Jan. 12: A week after more than 70 migrant workers were killed in Assam by Ulfa militants, Prime Minister Manmohan Singh has decided to visit the affected families in the state on Tuesday.
During his daylong visit to Assam, Singh will also hold talks with officials of the state government and the army.
The Prime Minister will visit the state immediately after he returns from a trip to the Philippines.
The situation has eased somewhat and the atmosphere of fear is slowly subsiding in Assam. In Tinsukia, which had witnessed some of the worst massacres, curfew was relaxed from 7 am to 10 pm in view of the improvement in the situation.
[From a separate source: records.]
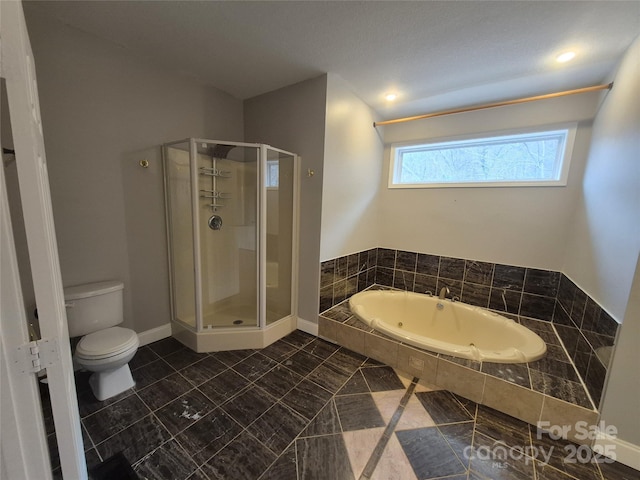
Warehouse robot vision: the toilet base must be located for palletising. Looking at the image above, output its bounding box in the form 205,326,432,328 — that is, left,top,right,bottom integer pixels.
89,364,136,401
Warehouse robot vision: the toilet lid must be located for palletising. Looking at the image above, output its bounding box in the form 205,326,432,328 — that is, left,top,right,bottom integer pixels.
76,327,138,357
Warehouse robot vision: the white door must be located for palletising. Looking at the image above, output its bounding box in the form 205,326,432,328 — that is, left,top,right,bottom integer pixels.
0,1,87,480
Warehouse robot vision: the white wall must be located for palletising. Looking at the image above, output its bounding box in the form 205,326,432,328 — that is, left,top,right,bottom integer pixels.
244,75,327,323
379,93,602,270
24,3,243,332
320,74,385,260
580,37,640,456
563,36,640,321
600,256,640,469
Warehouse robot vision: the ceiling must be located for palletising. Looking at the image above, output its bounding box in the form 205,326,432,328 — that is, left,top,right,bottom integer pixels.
25,1,640,119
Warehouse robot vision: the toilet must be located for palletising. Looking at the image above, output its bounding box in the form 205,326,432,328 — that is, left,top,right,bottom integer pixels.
64,281,140,401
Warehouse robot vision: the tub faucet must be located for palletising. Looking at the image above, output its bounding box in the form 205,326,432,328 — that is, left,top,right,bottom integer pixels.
438,286,451,300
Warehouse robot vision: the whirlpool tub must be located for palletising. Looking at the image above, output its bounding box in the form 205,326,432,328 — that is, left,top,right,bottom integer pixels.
349,290,547,363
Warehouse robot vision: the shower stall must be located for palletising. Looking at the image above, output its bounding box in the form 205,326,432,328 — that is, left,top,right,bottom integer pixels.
163,138,299,352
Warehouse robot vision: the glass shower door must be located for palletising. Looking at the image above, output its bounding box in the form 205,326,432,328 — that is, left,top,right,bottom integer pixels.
263,146,295,325
163,140,196,328
199,140,260,330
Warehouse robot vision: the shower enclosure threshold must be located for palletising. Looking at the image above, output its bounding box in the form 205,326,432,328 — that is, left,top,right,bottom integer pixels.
171,316,298,353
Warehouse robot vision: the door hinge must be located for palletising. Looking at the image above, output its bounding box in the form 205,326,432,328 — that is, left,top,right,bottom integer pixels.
14,339,60,373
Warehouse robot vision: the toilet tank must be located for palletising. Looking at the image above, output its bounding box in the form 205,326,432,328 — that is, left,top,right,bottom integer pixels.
64,281,124,337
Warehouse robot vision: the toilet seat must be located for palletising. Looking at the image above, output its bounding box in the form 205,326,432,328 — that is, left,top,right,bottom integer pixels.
75,327,140,362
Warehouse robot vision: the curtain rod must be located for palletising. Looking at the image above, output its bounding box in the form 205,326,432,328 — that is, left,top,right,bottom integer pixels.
373,82,613,128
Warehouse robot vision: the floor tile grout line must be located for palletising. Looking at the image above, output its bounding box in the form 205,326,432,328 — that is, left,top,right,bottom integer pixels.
360,377,418,480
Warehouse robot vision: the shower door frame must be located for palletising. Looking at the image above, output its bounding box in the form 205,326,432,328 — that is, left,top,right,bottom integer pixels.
162,138,300,334
258,144,300,329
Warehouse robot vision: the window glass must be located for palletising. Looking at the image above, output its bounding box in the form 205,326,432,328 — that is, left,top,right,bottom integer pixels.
389,128,575,188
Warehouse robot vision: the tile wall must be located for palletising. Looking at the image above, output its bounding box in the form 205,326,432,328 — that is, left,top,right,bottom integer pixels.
320,248,618,406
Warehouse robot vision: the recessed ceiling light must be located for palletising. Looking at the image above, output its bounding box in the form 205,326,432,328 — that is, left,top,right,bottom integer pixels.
556,52,576,63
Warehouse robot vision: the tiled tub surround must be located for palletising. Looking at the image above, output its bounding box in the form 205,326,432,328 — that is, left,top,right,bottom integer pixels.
320,248,618,407
40,331,638,480
319,300,598,444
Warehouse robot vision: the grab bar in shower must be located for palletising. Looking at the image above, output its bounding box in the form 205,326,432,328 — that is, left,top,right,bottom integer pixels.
200,190,231,198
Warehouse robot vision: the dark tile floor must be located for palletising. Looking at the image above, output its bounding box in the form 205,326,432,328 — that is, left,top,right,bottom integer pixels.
44,331,639,480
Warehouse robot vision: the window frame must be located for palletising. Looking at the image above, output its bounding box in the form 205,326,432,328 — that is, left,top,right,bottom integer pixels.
388,122,578,189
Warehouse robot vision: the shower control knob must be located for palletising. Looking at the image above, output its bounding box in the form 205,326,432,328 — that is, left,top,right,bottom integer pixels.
208,215,222,230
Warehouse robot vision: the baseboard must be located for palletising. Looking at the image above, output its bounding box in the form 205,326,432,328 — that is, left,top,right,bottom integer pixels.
138,323,171,346
297,317,318,337
593,432,640,470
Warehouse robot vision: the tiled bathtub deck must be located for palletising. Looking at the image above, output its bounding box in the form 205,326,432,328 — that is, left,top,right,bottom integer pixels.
42,331,638,480
319,294,598,441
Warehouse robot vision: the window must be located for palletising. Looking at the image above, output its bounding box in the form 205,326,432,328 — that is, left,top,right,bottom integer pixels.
389,125,575,188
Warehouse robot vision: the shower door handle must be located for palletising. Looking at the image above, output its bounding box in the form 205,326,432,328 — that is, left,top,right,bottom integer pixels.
207,215,222,230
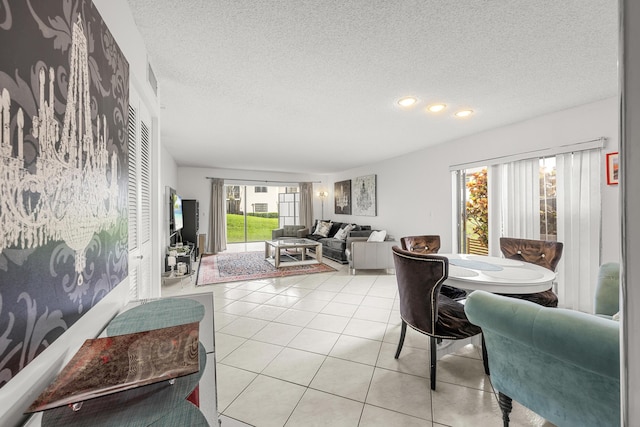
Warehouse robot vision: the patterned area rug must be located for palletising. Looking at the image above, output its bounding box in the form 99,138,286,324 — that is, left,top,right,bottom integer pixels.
196,251,336,286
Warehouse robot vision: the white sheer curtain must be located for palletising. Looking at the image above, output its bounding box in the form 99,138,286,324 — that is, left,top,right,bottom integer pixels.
207,178,227,254
556,150,602,313
487,158,540,256
299,182,313,229
500,158,540,240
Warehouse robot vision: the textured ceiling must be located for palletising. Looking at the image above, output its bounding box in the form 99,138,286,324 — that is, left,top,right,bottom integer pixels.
129,0,618,173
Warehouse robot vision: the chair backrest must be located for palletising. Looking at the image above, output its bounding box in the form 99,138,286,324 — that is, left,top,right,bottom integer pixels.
400,235,440,254
500,237,564,271
391,246,449,334
464,291,621,427
594,262,620,316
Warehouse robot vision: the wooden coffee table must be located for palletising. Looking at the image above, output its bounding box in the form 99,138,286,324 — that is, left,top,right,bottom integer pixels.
264,238,322,268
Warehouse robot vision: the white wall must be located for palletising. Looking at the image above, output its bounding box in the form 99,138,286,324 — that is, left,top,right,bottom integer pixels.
325,98,620,262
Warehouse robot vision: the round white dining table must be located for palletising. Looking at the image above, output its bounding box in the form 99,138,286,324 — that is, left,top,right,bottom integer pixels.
436,253,556,294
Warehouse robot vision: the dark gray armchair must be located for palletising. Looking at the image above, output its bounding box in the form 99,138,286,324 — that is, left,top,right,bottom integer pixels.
392,246,484,390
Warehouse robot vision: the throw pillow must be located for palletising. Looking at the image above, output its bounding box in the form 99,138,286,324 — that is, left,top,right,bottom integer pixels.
313,221,331,237
333,227,347,240
333,224,356,240
367,230,387,242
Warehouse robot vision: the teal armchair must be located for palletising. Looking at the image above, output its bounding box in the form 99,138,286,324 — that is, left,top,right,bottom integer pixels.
465,291,620,427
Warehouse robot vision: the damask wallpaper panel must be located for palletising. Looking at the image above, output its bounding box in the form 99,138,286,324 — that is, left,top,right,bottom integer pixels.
0,0,129,387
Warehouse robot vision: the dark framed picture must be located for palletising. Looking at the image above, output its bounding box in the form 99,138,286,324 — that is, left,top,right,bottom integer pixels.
333,179,351,215
607,151,620,185
353,175,377,216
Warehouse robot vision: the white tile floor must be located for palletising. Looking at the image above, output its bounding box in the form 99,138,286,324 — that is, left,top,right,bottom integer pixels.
162,243,552,427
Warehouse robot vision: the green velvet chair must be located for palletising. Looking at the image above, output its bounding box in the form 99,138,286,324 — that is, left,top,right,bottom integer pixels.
465,291,620,427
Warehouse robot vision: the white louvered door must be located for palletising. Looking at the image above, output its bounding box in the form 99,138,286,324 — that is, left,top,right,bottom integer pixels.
128,88,151,300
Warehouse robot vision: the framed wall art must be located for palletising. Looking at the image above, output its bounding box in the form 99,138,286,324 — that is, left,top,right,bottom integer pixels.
333,179,351,215
0,0,129,388
353,175,377,216
607,151,620,185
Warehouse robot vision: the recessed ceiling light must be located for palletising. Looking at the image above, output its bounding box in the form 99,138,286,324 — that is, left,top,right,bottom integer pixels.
456,110,473,117
427,104,447,113
398,96,418,108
Another reason for relaxation of curfew is the Bihu festival.
In Jorhat today, over 5,000 people, mostly schoolchildren, took out a procession headed by a local musical band, the Brahmaputra Boys, in a bid to spread the message of peace. It was organised under the aegis of the district administration, adds our correspondent.
The procession took to the main streets with songs calling for peace, including compositions of Assamese literary giants Bishnu Prasad Rabha and Jyoti Prasad Agarwalla. Jorhat deputy commissioner L.S. Changsang flagged off the peace rally in the morning.
Even as Manmohan Singh’s visit to Assam was being planned, Bihar chief minister Nitish Kumar today sought the Prime Minister’s intervention to instil security and confidence among the people. He expressed apprehensions of a backlash in his state if the killing of migrant workers in Assam was not contained immediately.
“I am afraid that the situation, if not contained immediately in Assam, may lead to a backlash in many parts of Bihar,” Kumar said in a letter faxed to the Prime Minister.
He drew Singh’s attention to the “extremely grim” situation in Assam, pointing out that according to information collected by a high-level ministerial team sent to that state, at least 60 migrant labourers from Bihar had lost their lives.
“Despite claims by the Assam government that it has taken steps for controlling the situation, a sense of insecurity in certain sections of the state has not faded away yet,” he said.